Estudios clásicos como Berges et al. (1995) realizaron un estudio de intervención en 200 pacientes con hipertrofia prostática benigna. Los resultados encontraron que después de 6 meses de suplementación con β-sitosterol, el grupo experimental fue de velocidad urinaria máxima, producción de orina residual o síntomas El valor de la puntuación y otros aspectos son mejores que el grupo de control (P<0.01), and="" the="" effect="" can="" last="" for="" at="" least="" 18="" months.="" many="" other="" population="" studies="" have="" reached="" similar="" conclusions="" (berges="" et="" a1.,="">0.01),>
Los estudios epidemiológicos han demostrado que la ingesta dietética de esteroles vegetales se correlaciona negativamente con la incidencia de cánceres como el cáncer de próstata, el cáncer de ovario y el cáncer gástrico. Los resultados de la investigación de McCann et al. (2003) mostraron que la ingesta dietética de β-sitosterol (478-861 mg / d), campesterol (26-32 mg / d) yestigmasterol(> 23 mg/d) y la aparición de cáncer de ovario Correlación negativa. De et al. (2000) realizaron un estudio en uruguayos y encontraron que la ingesta de esteroles vegetales se correlacionaba negativamente con la incidencia de cáncer gástrico.
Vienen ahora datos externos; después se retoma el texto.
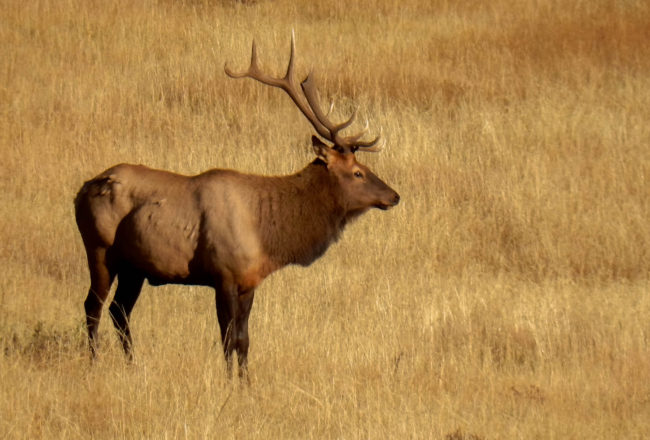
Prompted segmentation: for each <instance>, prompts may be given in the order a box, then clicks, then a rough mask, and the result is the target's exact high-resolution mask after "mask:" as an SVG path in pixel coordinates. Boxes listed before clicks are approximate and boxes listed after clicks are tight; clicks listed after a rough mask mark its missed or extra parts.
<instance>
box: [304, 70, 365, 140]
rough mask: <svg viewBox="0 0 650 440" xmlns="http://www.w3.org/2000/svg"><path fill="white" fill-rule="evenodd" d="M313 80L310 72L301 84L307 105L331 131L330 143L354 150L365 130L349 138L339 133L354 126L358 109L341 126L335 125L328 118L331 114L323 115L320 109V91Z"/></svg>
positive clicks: (320, 120)
mask: <svg viewBox="0 0 650 440" xmlns="http://www.w3.org/2000/svg"><path fill="white" fill-rule="evenodd" d="M312 78H313V75H312V73H311V72H310V73H309V75H307V78H305V80H304V81H303V82H302V83H301V84H300V85H301V87H302V91H303V93H304V95H305V98H307V103H308V104H309V107H311V109H312V111H313V112H314V115H316V118H318V121H319V122H320V123H321V124H323V125H324V126H325V127H326V128H327V129H328V130H329V132H330V134H331V136H330V137H329V138H328V139H329V140H330V141H332V142H334V144H336V145H338V146H339V147H342V148H346V149H349V150H353V147H354V143H355V142H356V141H357V140H358V139H359V138H361V136H363V135H364V134H365V129H364V132H362V133H361V134H359V135H355V136H348V137H342V136H340V135H339V132H340V131H342V130H344V129H346V128H348V127H349V126H350V125H352V123H353V122H354V121H355V119H356V117H357V111H358V109H355V110H354V112H352V115H351V116H350V117H349V118H348V120H347V121H344V122H341V123H340V124H334V123H333V122H332V121H330V120H329V118H328V116H329V113H330V112H328V113H327V114H325V113H323V110H322V109H321V107H320V103H319V99H318V91H317V90H316V88H315V87H314V81H313V79H312ZM332 108H333V104H332V106H330V111H331V109H332Z"/></svg>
Algunos estudiosos han propuesto que los fitoesteroles pueden tener funciones antioxidantes. Por ejemplo, en la solución oxidada de linoleato de metilo, los efectos antioxidantes de varios fitoesteroles de alto a bajo son campesterol>β-sitosterol>stigmasterol (Normen et al., 2001).
Las últimas investigaciones también muestran que el estigmasterol tiene el efecto de inhibir la formación de sustancias proinflamatorias y acelerar su degradación. (Gabay et al., 2010).